Cargolux appears to be the only carrier charging war-risk surcharge, something forwarders have noted negatively.

“We need to recover the additional costs we are incurring,” said Mr Forson. “Other airlines might just be adding that into their all-in rate, or perhaps you’ll see a more significant increase in their fuel costs.”

Cargolux doesn’t take chances with elements of risk, such as surging fuel prices. Mr Forson explained that its fuel surcharge mechanism “is the prime hedge that we have against increasing fuel costs”. But the carrier hedges fuel as well in some markets where it cannot operate its FSC, or where the market is based on all-in rates.

And, he noted, Cargolux is worth the money.

“Second- or third-tier carriers will have different service levels. First-tier carriers – of which there are quite a few – have high service levels.”

This is in marked contrast to the airlines’ sea-going rivals, where complaints of high prices and poor service are rife. But in a disrupted market, Cargolux must have faced some difficulties, presented customers with some challenges.

“Obviously, in China recently we have seen a lack of manpower as well as flight restrictions, because of the staff shortage and lack of space to store cargo. Elsewhere in the world, the quality of service has been affected by lack of staff – and therefore the quality of service provided by the existing manpower. There has been a lack of consistency.”

Pulling no punches, he cited the US as the worst performer.

“US infrastructure is not as developed as the rest of the world. The emphasis has been on passenger terminals rather than cargo terminals. But we worked with our handlers to ensure proper planning.

“I won’t let a plane depart without the cargo it is meant to carry. That has been a challenge in Asia, as we have no crew layovers in China – but we already experienced that in 2020. But it makes flights a crew-intensive resource, and I need to look at that very carefully.”

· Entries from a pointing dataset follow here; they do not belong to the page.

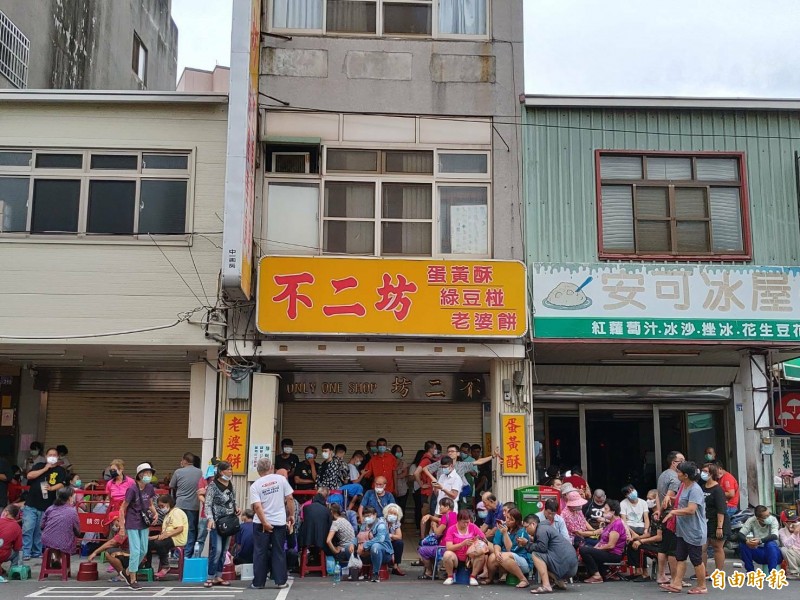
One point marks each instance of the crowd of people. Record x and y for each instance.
(352, 511)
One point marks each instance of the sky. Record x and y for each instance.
(726, 48)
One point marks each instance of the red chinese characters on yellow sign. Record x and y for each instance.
(391, 296)
(514, 447)
(234, 440)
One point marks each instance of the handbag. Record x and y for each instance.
(147, 518)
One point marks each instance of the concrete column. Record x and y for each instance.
(504, 370)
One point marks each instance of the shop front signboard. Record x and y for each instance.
(674, 302)
(402, 297)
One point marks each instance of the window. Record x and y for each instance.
(672, 205)
(93, 193)
(383, 203)
(427, 18)
(139, 63)
(14, 52)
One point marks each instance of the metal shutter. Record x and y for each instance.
(409, 424)
(99, 426)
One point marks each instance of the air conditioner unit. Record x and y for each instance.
(291, 162)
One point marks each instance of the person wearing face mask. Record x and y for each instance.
(379, 497)
(383, 464)
(287, 460)
(634, 511)
(139, 501)
(220, 504)
(394, 521)
(719, 524)
(332, 473)
(609, 548)
(45, 479)
(305, 475)
(60, 526)
(117, 484)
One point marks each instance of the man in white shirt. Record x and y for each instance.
(449, 483)
(273, 505)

Of course, the other critical change over the past year has been the move by forwarders to secure their own capacity. Will Cargolux, which bills itself as “the forwarders’ airline”, adapt its model to this innovation?

“The willingness of forwarders to take on capacity is no secret. But we haven’t changed. We have entered into some long-term charter arrangements with some key clients, but our focus remains on selling our global network.

“Bigger forwarders are coming out of this with yields at peak highs, and they want to hedge with short-term leases. But there are no shortage of players offering this, in particular US carriers offering wet-leasing to forwarders and also to some airlines. But it’s not cheap. If you have a two-to-three-year contract, it is priced into the deal.

“And now you have major shipping lines with airlines. The lines have the financial muscle. If the market does decline, they can afford to stay engaged, but it will make them very asset-heavy.

“I could add capacity in times like these, but being asset-heavy comes with a lot of fixed costs – and the money I make will go out faster than it comes in. It’s an industry of extreme volatility.”

Nothing reveals that better than the shape of the chart above. But in that kind of industry, especially perhaps in the good times, it likely pays in the long-term to have an accountant as the boss.